Around when his eyes start to sting and his head begins to throb, Louis realizes he misses the writing process and very much prefers it to the editing process. Fondly, he remembers that the former was like this:
-Louis sits down at his computer and rereads the pages he wrote the previous day (or the day before that, or the one before that, etc.).
-He then remembers what he wanted to happen next. He contemplates the next pages, running them through a complex, mental filter.
-He then starts awake and remembers that he decided what he wanted to happen and how best to execute it around when he dozed off.
-Ready now, he starts.
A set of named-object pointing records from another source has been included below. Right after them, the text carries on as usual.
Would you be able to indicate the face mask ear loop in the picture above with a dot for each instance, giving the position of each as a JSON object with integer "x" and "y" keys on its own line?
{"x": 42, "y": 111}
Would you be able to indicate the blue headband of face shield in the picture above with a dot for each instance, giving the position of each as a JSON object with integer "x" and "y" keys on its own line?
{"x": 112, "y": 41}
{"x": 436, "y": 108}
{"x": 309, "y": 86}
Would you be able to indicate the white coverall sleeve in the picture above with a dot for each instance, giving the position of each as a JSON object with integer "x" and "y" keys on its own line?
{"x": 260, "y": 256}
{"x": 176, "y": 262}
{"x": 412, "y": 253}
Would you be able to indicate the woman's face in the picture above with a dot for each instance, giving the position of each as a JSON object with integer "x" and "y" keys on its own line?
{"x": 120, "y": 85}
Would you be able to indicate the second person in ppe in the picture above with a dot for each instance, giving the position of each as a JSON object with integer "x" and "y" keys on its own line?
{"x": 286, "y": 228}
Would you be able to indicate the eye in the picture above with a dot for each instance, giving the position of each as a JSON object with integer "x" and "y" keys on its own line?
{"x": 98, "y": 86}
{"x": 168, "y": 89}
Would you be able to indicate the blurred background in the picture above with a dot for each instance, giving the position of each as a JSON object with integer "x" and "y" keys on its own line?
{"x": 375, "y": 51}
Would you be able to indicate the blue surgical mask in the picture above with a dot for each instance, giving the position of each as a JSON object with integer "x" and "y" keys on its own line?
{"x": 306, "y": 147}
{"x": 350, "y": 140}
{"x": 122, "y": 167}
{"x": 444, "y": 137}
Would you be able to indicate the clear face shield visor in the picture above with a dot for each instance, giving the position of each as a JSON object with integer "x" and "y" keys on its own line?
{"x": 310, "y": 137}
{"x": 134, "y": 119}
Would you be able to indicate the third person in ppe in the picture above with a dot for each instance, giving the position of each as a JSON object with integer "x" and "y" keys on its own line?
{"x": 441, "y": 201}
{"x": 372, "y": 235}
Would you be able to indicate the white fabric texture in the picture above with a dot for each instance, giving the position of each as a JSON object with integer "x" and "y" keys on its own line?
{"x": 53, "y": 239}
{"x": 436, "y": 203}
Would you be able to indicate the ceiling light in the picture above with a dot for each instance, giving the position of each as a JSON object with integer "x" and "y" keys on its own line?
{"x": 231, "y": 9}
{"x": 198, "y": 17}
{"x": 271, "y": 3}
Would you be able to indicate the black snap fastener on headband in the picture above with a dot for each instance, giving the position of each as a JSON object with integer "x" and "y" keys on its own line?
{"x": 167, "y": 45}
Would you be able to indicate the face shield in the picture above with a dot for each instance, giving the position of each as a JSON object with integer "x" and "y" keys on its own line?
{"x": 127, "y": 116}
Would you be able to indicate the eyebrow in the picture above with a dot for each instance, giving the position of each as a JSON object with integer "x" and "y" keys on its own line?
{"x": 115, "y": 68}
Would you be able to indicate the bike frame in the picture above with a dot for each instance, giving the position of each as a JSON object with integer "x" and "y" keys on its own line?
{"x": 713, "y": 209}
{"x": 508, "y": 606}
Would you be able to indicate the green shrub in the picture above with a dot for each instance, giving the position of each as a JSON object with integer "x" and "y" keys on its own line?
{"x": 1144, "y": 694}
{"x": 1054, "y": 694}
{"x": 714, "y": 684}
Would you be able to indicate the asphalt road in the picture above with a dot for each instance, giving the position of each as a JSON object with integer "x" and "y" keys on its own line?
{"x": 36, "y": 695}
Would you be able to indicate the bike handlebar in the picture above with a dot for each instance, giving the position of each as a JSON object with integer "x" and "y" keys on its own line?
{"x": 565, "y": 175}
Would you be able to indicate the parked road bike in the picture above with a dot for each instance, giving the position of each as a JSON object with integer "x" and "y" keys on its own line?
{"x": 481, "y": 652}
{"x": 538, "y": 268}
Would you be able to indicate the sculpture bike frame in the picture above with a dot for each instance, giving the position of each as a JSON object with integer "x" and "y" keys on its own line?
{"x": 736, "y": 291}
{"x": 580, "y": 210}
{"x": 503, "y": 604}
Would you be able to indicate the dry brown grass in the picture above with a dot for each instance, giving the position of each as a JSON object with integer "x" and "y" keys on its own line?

With “Then.” Or no-wait. “But then again.” Ah yes. That’s right. “But then again.”
-Satisfied with this start, Louis gets up and locates a snack.
-He returns to find “But then again” and sighs deeply.
-He starts awake again and realizes he needs to brainstorm.
-He lies down on his bed to do so.
In contrast, editing is a far more constant and steady business that is frighteningly portable (like Pokémon), so that it can dominate your life even when you think you’re safe (likePokémon).
And so, Louis squints at the red mess of a particularly bad page and realizes that there are no snacks. There is no “brainstorming” required. There is only the deed, so glaringly simple now (as it is, in fact, simply transcribing corrections from his massive hand edit to his computer).